Cause de toute les souffrances

Lorsque le ciel est clair, la terre est visible

Qu'est-ce que le numérespace ?

Le numérespace est la vastitude entoilée multidimensionnelle appelée « web » ou « internet » depuis le millénaire dernier, ce qui commence à dater. Y circulent, stagnent, vivent et meurent des données numériques que se transmettent entre-eux les numécrivaines et les numécrivains de tous poils, mais aussi tout un tas de robots pilotés par des algorithmes, manipulant les profondeurs numérispatiales, sans scrupule.

Le numérespace est porteur de toutes sortes de germes favorisant une foultitude d’états intérieurs, allant de l’enfer des souffrances incessantes à l’état de simple joie d’être en vie, en passant par les états de colère, d’animalité, d’avidité, d’humanité, de  de bonheur temporaire, d’étude, d’éveil personnel, de don de soi et d’autres plus transcendants. Bref,  bien des conditions de vie mutuellement incluses les unes dans les autres, plus où moins bien conscientisées, assumées, maîtrisées, respectueuses de soi, des uns et des autres. Il faut bien dire que l’écran s’avère souvent être un support projectif bien malicieux, en l’inconscience de celle ou celui qui s’y mire le petit ego.

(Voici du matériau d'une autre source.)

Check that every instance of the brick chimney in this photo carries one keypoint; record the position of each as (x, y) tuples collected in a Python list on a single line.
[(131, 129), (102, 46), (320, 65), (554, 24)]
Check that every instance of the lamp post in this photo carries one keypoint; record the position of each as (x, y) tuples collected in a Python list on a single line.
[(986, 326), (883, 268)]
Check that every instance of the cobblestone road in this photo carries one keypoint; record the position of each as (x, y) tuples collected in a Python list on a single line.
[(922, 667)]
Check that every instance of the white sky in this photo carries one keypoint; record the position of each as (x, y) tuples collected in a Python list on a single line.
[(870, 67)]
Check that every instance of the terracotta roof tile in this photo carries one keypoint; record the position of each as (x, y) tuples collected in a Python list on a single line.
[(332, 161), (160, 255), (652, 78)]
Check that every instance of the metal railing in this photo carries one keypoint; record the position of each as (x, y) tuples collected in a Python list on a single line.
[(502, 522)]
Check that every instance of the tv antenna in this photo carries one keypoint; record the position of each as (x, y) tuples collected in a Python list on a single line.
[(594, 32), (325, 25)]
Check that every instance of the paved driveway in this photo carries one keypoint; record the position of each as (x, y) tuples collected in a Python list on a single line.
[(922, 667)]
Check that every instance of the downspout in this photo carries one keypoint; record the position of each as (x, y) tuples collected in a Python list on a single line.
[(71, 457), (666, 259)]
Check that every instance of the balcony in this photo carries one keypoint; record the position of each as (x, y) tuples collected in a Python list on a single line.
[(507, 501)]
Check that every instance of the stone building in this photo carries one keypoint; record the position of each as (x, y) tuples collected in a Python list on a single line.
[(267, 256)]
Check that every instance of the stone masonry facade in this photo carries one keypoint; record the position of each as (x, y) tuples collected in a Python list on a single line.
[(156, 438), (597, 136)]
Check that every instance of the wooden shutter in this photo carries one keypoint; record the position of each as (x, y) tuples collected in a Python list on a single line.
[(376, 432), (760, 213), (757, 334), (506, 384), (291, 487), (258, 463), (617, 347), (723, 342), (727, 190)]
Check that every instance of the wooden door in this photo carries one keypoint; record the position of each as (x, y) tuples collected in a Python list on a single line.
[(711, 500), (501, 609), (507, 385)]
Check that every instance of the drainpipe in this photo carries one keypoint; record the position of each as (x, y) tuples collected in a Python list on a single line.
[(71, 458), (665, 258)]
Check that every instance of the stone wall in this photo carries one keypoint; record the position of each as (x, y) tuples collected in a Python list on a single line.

Le numérespace est un lieu où les libertés fondamentales, notamment d’expression  sont menacées, et même violées à l’insu du plein gré des numérinautes,  relativement au contrôle autoritaire, voire « absolu », que veulent ou voudraient exercer les pouvoirs sur leur vie privée. Ce, au titre d’idéologie dites « sécuritaires », prônées par des gouvernements dont l’œil est devenu de Moscou, voyant en chaque voyageur du numérique un ennemi potentiel. Ce qui peut légitimement faire froid dans le dos…

Ces libertés se doivent ainsi d’être défendues, protégées, chéries, en particulier celle d’expression, mais aussi le droit à la vie privée, pour que chacun puisse en jouir dans le numérespace et dans son quotidien, tel le cachalot volant lorsqu’il s’y élance avec détermination et s’y ébroue avec joie, dans la paix.

Qu'est-ce que numécrire ?

Numécrire consiste à Utiliser des moyens numériques pour transmettre de l’information codée en mode binaire, puis décodée de la même manière par les ordinateurs récepteurs afin d’être finalement lisible et visible par le commun des mortel, une fois restituée à l’écran en mode « texte, image, son, vidéo » plus ou moins intelligibles, émouvants, captivants, époustouflants, incroyables, fascinants, intéressants, amusants, éprouvants, énervants, affreux, horribles, laid, beau,  etc,  voire carrément ennuyeux lorsque ce n’est pas horrifiant, le monde est donc fou, triste, joyeux et beau et moche à la foi ! Tout dépend aussi de notre propre état d’esprit, de la qualité de notre perception sur ce qui nous environne et de nous même, à l’instant T de l’observation.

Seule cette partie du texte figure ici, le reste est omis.